4.? Mas julgo saber uma coisa: dos mais lúcidos de entre
eles foi uma decisão que fez toda a diferença. Falo da decisão
de convocar, no prazo de um ano, uma Assembleia Constituinte, eleita por sufrágio
universal e encarregue de estabelecer os lineamentos institucionais de um Estado
de direito democrático. Hoje, de resto, é fácil de ver
que, sem essa decisão e sem a luta para a fazer cumprir, o "d" de democratizar
teria ficado à mercê de todas as derivas messiânicas e talvez
acabasse por sucumbir a breve trecho. Ora, sem democracia estabilizada, seria
impensável dedicar atenção sustentada às intermináveis
tarefas do "desenvolvimento", outro dos "d". Quanto ao "d" de "descolonizar",
ficou por cumprir, como era fatal que acontecesse, tantos são os alçapões
e equívocos que esta palavra-de-ordem encerra.
5.? Na sua acepção mais ampla, "descolonizar"
significa retroverter os resultados da dominação das potências
europeias sobre muitas partes do globo: um processo que durou séculos,
trucidou e misturou povos, triturou e amalgamou culturas, apagou e criou línguas,
demoliu e edificou instituições. Para fazer retroceder este processo
à sua origem, seria preciso não um Pol Pot mas uma legião
deles e o zelo fanático de gerações sucessivas de talibâs.
Podemos imaginar os resultados de semelhante empreendimento. No que a palavra
possa, porém, ter de aproveitável, só poderia significar
que a democracia chegaria também, em prazos curtos, a todos os territórios
ultramarinos do Império Português, que deixaria, assim, de o ser.

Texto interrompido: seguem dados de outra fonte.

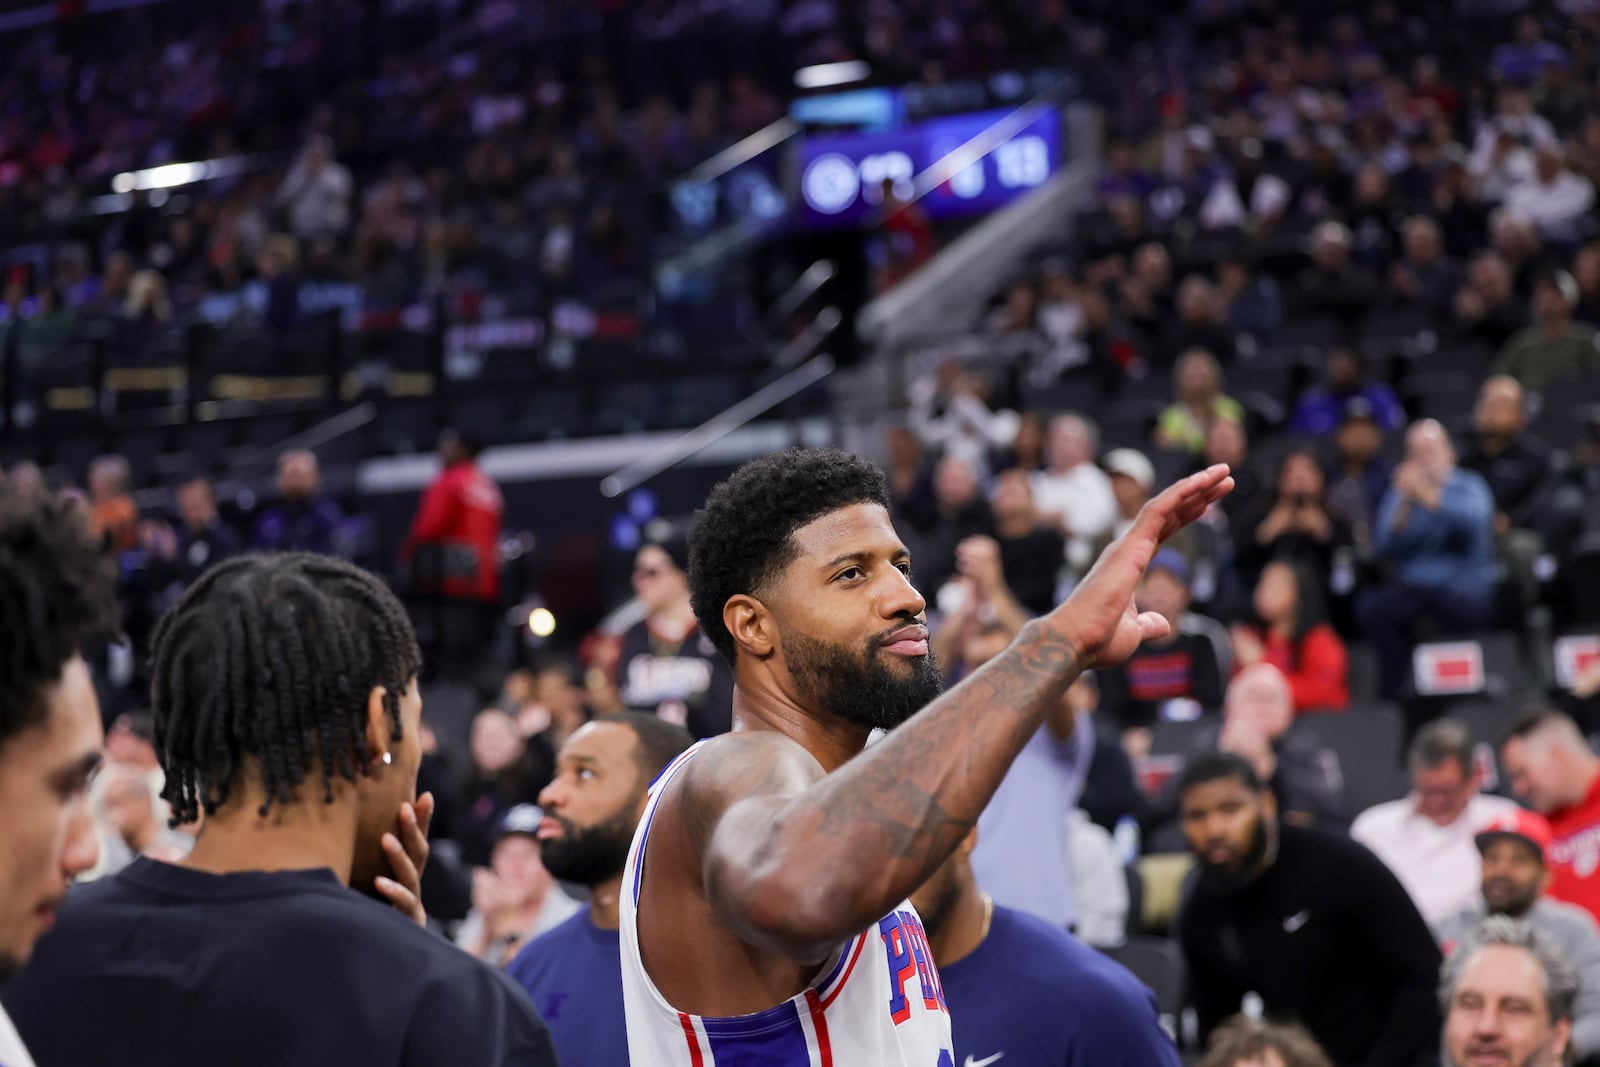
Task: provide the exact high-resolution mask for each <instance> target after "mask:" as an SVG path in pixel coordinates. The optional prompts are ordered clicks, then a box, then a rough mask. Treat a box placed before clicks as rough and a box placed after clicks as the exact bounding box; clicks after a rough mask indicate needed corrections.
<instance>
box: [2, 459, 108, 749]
mask: <svg viewBox="0 0 1600 1067" xmlns="http://www.w3.org/2000/svg"><path fill="white" fill-rule="evenodd" d="M120 635H122V632H120V625H118V613H117V561H115V558H114V557H112V555H110V553H109V550H107V545H106V539H104V537H94V536H93V534H91V533H90V530H88V525H86V522H85V515H83V509H80V507H78V506H77V504H72V502H69V501H62V499H58V498H54V496H46V494H35V493H18V491H16V490H10V488H5V486H0V744H3V742H5V741H8V739H10V737H13V736H14V734H18V733H19V731H22V729H26V728H29V726H34V725H38V723H42V721H43V720H45V718H46V715H48V713H50V707H48V704H46V701H45V699H43V697H45V693H46V689H50V686H53V685H56V683H58V681H59V680H61V672H62V669H64V667H66V665H67V664H69V662H70V661H72V659H74V657H75V656H77V654H78V653H80V649H82V648H83V645H85V643H88V641H98V640H115V638H118V637H120Z"/></svg>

O que implicava que o novo Estado democrático se desse como primeira
tarefa organizar em todos eles, com a ajuda da ONU, a preparação
de eleições livres e por sufrágio universal para outras
tantas Assembleias Constituintes. Em parte nenhuma isso aconteceu, salvo agora
em Timor-leste, 26 anos depois da Constituinte portuguesa e ao cabo dos sofrimentos
e das matanças que se conhecem. Com excepção dos arquipélagos
da Madeira e Açores (assimilados ao "continente" por razões étnicas,
económicas e culturais) e de Cabo Verde (onde existia uma nação
sem Estado próprio), em nenhum outro território do antigo império
ultramarino de Portugal, se pode falar, salvo por eufemismo, de Estado de direito
democrático. Quanto ao "desenvolvimento" desses territórios, há
boas razões para duvidar dele, mesmo que se o avalie pelos critérios
mais generosos.
6.? Em suma: faltaram, aqui e lá, nos dois anos decisivos
da revolução do 25 de Abril de 74, "os homens que podiam fazer
diferença", unindo pelo discernimento político o que a história
ligou empíricamente. O dia é, pois, grande históricamente
e razão de legítimo regozijo. Mas convem ter presente que mesmo
o seu melhor "d" ficou aquém do que seria possivel.